42,000 Years of Deep Sea Fishing

Nature News:
The world's oldest fish hook has been unearthed at a site in East Timor, alongside evidence that modern humans were catching fish from the open ocean as far back as 42,000 years ago. The discoveries, from a limestone cave site known as the Jerimalai shelter on the north of the island, are published today in Science.

Sue O'Connor, an archaeologist at the Australian National University in Canberra, and her colleagues found two broken fish hooks made from shells. They dated one to approximately 11,000 years old and the other to between 23,000 and 16,000 years old — the earliest known example of fish-hook manufacture.

The oldest previously known fish hooks are associated with the beginnings of agriculture, which in South East Asia was around 5,500 years ago, says O'Connor.

The team also found more than 38,000 fish bones at the site, dating the oldest back to 42,000 years ago. Some were from inshore species, but almost half were from 'pelagic species' — fish that dwell in the open ocean, providing the oldest known evidence of humans fishing far from shore. The most commonly found pelagic species at the site were Tuna, but there was also evidence of humans eating sharks and rays, among others.

“That these types of fish were being routinely caught 40,000 years ago is extraordinary,” says O'Connor. “It requires complex technology and shows that early modern humans in island South East Asia had amazingly advanced maritime skills.”

Since people made it to Australia 50,000 years ago, they were obviously capable of crossing deep seas.
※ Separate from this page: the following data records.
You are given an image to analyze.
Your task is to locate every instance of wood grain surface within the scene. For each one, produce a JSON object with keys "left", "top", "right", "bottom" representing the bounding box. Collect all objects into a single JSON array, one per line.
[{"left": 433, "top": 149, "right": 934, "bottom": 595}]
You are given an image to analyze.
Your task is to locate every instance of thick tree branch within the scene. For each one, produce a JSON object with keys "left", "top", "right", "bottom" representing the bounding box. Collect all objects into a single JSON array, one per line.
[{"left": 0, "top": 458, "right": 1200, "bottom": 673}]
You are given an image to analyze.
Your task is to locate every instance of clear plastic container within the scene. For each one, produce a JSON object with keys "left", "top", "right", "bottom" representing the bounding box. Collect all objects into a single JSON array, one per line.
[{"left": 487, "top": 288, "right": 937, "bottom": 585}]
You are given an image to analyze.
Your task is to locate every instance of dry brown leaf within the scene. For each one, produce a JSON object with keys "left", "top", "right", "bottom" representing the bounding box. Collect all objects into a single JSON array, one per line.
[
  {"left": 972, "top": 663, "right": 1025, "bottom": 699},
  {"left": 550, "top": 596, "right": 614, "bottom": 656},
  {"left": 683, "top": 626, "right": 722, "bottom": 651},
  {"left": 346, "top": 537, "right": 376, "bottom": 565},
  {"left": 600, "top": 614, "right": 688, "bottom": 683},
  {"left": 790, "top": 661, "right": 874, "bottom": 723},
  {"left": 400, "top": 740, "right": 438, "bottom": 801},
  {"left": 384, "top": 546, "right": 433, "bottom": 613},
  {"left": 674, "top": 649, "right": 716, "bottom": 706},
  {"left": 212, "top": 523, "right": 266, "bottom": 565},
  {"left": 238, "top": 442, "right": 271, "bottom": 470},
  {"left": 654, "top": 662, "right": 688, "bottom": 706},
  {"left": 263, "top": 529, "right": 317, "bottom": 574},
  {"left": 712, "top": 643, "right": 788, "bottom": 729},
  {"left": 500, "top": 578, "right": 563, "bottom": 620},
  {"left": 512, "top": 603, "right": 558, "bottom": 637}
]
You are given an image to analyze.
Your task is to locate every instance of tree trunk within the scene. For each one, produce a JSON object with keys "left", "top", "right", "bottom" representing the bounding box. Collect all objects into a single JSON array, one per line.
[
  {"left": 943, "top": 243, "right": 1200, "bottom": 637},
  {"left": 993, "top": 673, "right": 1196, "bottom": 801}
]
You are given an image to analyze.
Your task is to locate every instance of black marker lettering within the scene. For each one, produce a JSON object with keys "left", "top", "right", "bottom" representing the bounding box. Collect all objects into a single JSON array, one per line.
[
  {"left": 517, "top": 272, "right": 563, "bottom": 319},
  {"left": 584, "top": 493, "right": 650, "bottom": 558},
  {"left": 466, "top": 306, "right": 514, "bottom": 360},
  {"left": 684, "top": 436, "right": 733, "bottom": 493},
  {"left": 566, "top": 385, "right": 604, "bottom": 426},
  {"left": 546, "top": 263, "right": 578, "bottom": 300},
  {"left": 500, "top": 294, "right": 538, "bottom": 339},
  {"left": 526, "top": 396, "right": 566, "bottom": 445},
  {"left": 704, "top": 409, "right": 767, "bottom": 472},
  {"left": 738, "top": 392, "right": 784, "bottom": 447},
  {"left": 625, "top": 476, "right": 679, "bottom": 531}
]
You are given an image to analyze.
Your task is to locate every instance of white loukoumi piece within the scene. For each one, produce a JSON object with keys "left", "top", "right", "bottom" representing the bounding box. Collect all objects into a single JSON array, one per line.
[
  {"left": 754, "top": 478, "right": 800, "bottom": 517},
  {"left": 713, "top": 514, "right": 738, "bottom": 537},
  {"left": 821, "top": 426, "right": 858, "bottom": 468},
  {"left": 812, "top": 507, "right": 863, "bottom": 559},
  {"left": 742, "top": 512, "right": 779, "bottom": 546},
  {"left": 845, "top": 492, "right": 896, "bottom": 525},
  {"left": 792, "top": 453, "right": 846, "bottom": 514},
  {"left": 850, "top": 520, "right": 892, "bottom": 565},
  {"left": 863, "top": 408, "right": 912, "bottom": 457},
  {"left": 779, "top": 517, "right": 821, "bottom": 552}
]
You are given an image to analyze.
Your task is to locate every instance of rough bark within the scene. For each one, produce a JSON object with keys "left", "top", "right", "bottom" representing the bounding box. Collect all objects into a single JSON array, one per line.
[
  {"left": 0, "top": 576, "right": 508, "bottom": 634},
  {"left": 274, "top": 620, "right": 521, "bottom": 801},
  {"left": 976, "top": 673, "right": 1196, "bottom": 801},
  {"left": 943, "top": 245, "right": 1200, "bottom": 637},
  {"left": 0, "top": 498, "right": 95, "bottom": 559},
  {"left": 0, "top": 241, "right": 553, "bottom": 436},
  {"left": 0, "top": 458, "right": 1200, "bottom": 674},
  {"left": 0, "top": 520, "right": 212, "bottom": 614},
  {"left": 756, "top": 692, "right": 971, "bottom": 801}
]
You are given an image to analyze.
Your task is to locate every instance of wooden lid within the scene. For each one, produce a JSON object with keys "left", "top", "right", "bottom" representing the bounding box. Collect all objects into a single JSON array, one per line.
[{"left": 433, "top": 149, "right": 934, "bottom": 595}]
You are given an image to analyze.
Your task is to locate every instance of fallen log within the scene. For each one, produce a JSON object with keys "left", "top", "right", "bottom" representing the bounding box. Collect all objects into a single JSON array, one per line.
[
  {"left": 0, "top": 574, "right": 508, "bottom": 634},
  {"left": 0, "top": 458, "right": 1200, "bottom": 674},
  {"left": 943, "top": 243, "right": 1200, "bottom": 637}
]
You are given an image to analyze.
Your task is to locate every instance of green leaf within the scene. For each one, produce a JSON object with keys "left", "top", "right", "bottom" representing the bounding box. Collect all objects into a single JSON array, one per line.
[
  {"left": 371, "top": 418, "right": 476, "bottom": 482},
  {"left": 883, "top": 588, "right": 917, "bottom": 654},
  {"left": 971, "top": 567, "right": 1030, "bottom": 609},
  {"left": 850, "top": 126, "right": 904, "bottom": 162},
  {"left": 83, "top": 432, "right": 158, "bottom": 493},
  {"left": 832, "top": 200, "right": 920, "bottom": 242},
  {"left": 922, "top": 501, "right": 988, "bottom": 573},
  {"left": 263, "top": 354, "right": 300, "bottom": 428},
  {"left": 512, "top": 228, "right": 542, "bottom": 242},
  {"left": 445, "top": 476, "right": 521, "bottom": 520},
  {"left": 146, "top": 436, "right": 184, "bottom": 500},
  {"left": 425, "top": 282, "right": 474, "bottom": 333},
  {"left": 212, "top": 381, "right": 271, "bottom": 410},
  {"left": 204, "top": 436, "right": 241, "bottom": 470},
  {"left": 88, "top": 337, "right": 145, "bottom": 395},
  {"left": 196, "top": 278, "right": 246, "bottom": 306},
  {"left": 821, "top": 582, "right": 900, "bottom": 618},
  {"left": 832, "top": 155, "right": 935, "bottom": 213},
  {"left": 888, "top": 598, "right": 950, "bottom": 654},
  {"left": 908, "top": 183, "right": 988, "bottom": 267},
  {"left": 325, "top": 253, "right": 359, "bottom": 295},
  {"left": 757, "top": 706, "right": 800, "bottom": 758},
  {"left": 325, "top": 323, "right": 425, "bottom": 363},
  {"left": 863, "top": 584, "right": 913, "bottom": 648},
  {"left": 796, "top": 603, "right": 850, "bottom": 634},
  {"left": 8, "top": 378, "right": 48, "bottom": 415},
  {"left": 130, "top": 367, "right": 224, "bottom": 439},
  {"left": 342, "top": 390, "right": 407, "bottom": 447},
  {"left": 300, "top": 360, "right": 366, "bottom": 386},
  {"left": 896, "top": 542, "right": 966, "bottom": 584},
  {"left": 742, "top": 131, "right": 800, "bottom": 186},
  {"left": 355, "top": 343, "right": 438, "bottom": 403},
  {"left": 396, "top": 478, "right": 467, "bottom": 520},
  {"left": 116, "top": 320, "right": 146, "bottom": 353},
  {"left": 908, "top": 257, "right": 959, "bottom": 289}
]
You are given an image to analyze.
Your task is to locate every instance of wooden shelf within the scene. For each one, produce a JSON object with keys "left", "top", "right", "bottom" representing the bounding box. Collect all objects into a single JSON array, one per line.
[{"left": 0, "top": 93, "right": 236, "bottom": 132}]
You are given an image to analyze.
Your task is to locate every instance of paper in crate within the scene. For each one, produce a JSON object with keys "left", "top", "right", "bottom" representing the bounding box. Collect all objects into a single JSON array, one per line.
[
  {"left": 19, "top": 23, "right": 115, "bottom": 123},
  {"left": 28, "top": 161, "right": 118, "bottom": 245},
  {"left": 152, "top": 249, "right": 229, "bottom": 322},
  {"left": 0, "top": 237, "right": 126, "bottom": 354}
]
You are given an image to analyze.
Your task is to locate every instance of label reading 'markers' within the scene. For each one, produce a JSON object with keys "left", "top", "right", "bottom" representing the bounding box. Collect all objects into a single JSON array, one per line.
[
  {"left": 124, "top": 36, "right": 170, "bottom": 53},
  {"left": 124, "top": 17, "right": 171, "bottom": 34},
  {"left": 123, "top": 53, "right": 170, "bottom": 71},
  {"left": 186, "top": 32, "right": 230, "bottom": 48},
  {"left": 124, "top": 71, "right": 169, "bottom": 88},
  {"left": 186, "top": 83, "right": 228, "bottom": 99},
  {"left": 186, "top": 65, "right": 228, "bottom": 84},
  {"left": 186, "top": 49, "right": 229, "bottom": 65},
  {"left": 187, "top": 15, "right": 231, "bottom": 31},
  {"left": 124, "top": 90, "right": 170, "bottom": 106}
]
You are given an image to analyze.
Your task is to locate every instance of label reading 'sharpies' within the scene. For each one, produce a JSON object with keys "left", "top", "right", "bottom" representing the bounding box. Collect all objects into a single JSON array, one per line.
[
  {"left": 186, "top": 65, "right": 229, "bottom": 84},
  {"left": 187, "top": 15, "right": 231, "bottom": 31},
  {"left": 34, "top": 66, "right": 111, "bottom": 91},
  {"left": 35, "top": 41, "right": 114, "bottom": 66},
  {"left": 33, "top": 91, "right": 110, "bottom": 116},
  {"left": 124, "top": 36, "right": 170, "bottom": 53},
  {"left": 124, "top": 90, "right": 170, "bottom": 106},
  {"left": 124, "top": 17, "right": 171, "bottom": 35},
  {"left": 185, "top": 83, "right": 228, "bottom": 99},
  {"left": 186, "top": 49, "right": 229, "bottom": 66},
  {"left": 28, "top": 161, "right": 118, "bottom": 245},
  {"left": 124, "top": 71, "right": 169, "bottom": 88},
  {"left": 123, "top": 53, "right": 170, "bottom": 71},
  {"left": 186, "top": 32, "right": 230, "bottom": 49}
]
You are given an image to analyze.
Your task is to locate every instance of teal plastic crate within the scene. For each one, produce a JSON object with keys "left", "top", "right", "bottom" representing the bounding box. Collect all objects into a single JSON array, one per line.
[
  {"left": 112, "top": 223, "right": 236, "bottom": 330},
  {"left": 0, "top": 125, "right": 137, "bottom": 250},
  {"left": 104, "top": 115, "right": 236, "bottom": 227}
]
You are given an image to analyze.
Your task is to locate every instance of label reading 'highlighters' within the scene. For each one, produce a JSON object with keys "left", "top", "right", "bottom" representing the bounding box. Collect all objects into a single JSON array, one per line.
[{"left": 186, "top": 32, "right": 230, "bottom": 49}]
This evidence of deep sea fishing may help explain how they got that skill. Note that hominid fishing is older than Homo sapiens:

Far older fish bones have been found at sites in southern Africa – those at the Blombos Cave in South Africa, for example, date from 140,000–50,000 years ago – but they have generally been from inshore species whose capture would require less complex technology. A small number of tuna vertebrae have been found, but these can be attributed to scavenging of fish washed up on beaches, says Richard Klein, an archaeologist at Stanford University in California, who has worked extensively in the region. The oldest known fishing tackle from the vicinity dates from around 12,000 years ago, but it includes only bone gorges (straight hooks) and net sinkers, probably used exclusively inshore, he adds.

O'Connor thinks that coastal sites that could have provided more evidence of early maritime technology in Africa may have disappeared owing to a rise in sea levels over time. The Jerimalai site — which was preserved because it perches high up on the edge of an geologically uplifting coastline — provides a “window into what early modern humans were capable of”, she says.